米「防衛テック」業界はトランプ2.0に沸き立つ、政府との契約に期待
米国防総省との契約を狙う新興企業
■国防総省との契約を狙う新興企業 一方、防衛テックのスタートアップにとっての大きな課題は、国防総省にプロダクトを売り込むことにある。多くの新興企業は、最初に小規模な研究開発契約を獲得するが、長期にわたる大型の受注を獲得する前に資金が枯渇する「死の谷」に直面する。 シリコンバレーの防衛テック企業のリーダーたちは、トランプがマスクの助言を受け入れて、国防総省の8000億ドル(約125兆円)の予算を再編し、ロッキード・マーティンのような大手に吸い上げられてきた契約を新興企業に振り向けることを期待している。 しかし、トランプは、ウクライナへの軍事支援の終了を示唆しており、このことは、ウクライナ関連の契約を結んでいる新興企業のShield AI(シールドAI)やSkydio(スカイディオ)などの企業の打撃となる可能性もある。

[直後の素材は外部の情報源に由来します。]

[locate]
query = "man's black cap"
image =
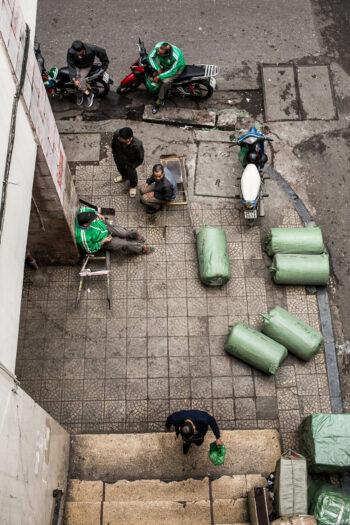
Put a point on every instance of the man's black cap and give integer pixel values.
(86, 216)
(76, 47)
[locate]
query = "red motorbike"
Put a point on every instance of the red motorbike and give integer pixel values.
(197, 81)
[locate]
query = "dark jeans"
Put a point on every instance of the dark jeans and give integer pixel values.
(127, 172)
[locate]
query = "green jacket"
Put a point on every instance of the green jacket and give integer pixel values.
(170, 65)
(131, 154)
(90, 238)
(87, 59)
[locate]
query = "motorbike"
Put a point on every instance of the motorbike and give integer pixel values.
(253, 160)
(58, 82)
(197, 81)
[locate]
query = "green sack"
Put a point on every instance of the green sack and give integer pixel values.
(329, 505)
(324, 439)
(294, 240)
(255, 348)
(300, 269)
(217, 453)
(213, 258)
(298, 337)
(291, 485)
(152, 87)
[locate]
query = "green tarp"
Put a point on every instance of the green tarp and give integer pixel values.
(294, 240)
(255, 348)
(329, 504)
(300, 269)
(291, 485)
(298, 337)
(324, 439)
(213, 258)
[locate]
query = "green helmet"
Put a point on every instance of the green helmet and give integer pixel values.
(53, 73)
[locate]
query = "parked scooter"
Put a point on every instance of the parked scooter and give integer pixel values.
(197, 81)
(253, 160)
(58, 82)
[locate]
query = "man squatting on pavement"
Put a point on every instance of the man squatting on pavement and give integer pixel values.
(93, 234)
(193, 426)
(128, 154)
(158, 189)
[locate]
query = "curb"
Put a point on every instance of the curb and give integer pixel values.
(322, 299)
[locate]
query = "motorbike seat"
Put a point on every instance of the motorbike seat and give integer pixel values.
(250, 182)
(192, 71)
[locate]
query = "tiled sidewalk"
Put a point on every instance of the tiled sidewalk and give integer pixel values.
(161, 346)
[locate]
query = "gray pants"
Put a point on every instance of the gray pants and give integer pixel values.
(166, 83)
(81, 76)
(121, 240)
(154, 202)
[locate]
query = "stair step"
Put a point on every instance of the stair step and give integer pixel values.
(226, 487)
(155, 512)
(112, 457)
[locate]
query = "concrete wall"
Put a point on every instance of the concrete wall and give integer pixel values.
(37, 147)
(34, 456)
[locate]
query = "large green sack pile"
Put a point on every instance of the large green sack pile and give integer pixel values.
(291, 485)
(213, 258)
(298, 337)
(329, 504)
(294, 240)
(308, 270)
(255, 348)
(324, 439)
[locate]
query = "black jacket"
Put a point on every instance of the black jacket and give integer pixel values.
(200, 419)
(164, 190)
(131, 154)
(87, 60)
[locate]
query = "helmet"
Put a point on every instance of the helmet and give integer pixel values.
(53, 73)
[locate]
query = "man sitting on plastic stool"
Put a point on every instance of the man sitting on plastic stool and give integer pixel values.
(93, 234)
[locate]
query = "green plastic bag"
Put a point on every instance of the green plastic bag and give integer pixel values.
(291, 485)
(324, 439)
(213, 258)
(294, 240)
(255, 348)
(217, 453)
(300, 269)
(298, 337)
(329, 505)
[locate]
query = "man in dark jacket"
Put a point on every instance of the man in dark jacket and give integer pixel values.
(80, 58)
(193, 426)
(128, 154)
(158, 189)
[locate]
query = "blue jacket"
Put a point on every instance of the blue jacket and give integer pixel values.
(165, 189)
(200, 419)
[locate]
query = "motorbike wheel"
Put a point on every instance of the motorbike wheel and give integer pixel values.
(99, 88)
(202, 90)
(124, 90)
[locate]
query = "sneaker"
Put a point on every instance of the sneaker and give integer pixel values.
(147, 249)
(89, 100)
(80, 99)
(186, 447)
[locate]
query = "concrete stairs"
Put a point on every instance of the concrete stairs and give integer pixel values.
(144, 479)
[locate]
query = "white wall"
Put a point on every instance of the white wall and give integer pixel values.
(17, 210)
(34, 456)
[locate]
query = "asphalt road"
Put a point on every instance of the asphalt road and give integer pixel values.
(237, 36)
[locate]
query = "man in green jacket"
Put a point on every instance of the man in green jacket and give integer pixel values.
(80, 59)
(169, 62)
(93, 234)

ただし、米国によるイスラエルの対ハマス戦争への支援の継続が、新たな契約機会でこれを相殺する可能性もある。 また、欧州においては第2次トランプ政権の誕生が、現地の防衛テックセクターに不確実性をもたらしている。 「トランプに関して唯一予測できるのは、その予測が不可能だということだ」とミサイル迎撃用の小型ドローンを製造するスウェーデン企業、ノルディック・エア・ディフェンスのCEOのカール・ロサンダーは語る。「これは、ヨーロッパに目を覚ますよう呼びかける遅すぎる警鐘だ。我々は米国が、ヨーロッパを救ってくれるという幻想を捨てなければならない」と彼は続けた。